# Fetch and Parse Webpage Data

### *Requests and BeautifulSoup*

---

## Author

[David J. Thomas](mailto:dave.a.base@gmail.com), [thePort.us](http://thePort.us)<br />
Instructor of Ancient History and Digital Humanities<br />
Department of History<br />
[University of South Florida](https://github.com/usf-portal)

---

## Historical Source:
Nearly 500 charters from Anglo-Saxon England, c. 600-900 and over 2,500 people who appear on them. Charters were elaborate documents containing grants of land, property, et.c. that always have a large number of very important witnesses which helped guaranteed its legitimacy. These charters, in aggregate, contain a wealth of information about reciprocity, relationships, and social display among medieval elites. In particular, each charter was signed by a list of witnesses. Between the texts of the charters and the names of the people on them, we can clean all kinds of useful information.

---

## Data Source:
Two databases. (1) The Anglo-Saxon Charters Database (ASC), the focus of our study. It contains the full text of hundreds of charters along with metadata. For this study, we will limit our purview to only these charters and only the individuals who appear in them.
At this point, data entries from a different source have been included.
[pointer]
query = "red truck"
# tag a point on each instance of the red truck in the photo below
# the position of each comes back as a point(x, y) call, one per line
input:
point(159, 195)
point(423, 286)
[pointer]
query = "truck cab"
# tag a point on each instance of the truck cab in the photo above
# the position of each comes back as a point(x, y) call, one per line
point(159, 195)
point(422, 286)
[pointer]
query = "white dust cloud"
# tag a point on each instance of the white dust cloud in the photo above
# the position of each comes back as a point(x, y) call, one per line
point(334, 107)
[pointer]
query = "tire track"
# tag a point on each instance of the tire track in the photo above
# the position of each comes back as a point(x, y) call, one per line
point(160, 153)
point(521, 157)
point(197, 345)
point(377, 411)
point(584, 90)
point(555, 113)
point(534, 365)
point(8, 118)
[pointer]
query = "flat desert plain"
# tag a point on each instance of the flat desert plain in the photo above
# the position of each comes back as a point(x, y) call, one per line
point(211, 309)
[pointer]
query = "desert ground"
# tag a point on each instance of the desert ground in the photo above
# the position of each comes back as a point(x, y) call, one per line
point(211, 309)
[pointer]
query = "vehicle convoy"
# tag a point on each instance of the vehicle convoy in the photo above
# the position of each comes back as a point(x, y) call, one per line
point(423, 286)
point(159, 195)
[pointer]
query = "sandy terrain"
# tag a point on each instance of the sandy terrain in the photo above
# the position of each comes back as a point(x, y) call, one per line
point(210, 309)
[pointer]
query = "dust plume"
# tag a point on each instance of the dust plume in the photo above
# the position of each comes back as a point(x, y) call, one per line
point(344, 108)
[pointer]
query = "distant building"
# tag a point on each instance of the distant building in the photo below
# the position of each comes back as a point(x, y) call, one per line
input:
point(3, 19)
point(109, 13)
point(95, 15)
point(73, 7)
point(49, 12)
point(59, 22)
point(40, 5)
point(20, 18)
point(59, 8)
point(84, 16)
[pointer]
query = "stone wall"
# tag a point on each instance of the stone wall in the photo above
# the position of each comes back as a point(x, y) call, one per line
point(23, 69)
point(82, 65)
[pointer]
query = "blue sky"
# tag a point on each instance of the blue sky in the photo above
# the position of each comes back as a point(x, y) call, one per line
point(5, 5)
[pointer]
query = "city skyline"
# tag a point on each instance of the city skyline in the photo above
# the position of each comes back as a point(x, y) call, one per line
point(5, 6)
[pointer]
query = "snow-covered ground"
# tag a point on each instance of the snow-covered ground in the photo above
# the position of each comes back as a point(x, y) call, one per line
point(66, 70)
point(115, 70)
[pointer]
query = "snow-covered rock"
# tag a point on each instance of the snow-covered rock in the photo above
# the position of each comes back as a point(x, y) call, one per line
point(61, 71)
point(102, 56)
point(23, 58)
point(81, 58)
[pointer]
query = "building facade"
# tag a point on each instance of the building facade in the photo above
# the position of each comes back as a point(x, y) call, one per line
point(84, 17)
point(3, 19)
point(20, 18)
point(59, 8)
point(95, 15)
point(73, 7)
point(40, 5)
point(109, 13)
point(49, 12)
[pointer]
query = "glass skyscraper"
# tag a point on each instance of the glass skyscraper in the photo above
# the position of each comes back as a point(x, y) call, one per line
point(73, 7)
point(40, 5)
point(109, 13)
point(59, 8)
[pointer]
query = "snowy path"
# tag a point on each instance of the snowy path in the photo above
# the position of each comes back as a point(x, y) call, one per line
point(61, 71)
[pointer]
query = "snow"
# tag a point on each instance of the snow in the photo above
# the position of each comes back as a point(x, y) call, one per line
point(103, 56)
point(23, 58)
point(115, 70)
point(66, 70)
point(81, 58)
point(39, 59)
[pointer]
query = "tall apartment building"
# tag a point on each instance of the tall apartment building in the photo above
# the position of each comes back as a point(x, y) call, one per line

However, we need to round out our metadata on the charters and individuals. For that we will use (2) The Prosopography of Anglo-Saxon England Databases (PASE). Between these two we can get a significant amount of information on texts, people, and relationships.

---

## Packages Used

* Requests
    * [Main Documentation](https://python-requests.org)
    * [PyPi Package](https://pypi.org/project/requests/)
    * [GitHub Repo](https://github.com/psf/requests/)
* BeautifulSoup
    * [Main Documentation](https://www.crummy.com/software/BeautifulSoup/bs4/doc/)
    * [PyPi Package](https://pypi.org/project/beautifulsoup4/)

*To understand more about Requests, I highly recommend the following*... [1](https://www.w3schools.com/python/module_requests.asp) | [2](https://scotch.io/tutorials/getting-started-with-python-requests-get-requests) | [3](https://www.pythonforbeginners.com/requests/using-requests-in-python)

*To understand more about BeautifulSoup, I highly recommend the following*... [1](https://beautiful-soup-4.readthedocs.io/en/latest/) | [2](https://www.pythonforbeginners.com/beautifulsoup/beautifulsoup-4-python) | [3](https://www.datacamp.com/community/tutorials/scraping-reddit-python-scrapy)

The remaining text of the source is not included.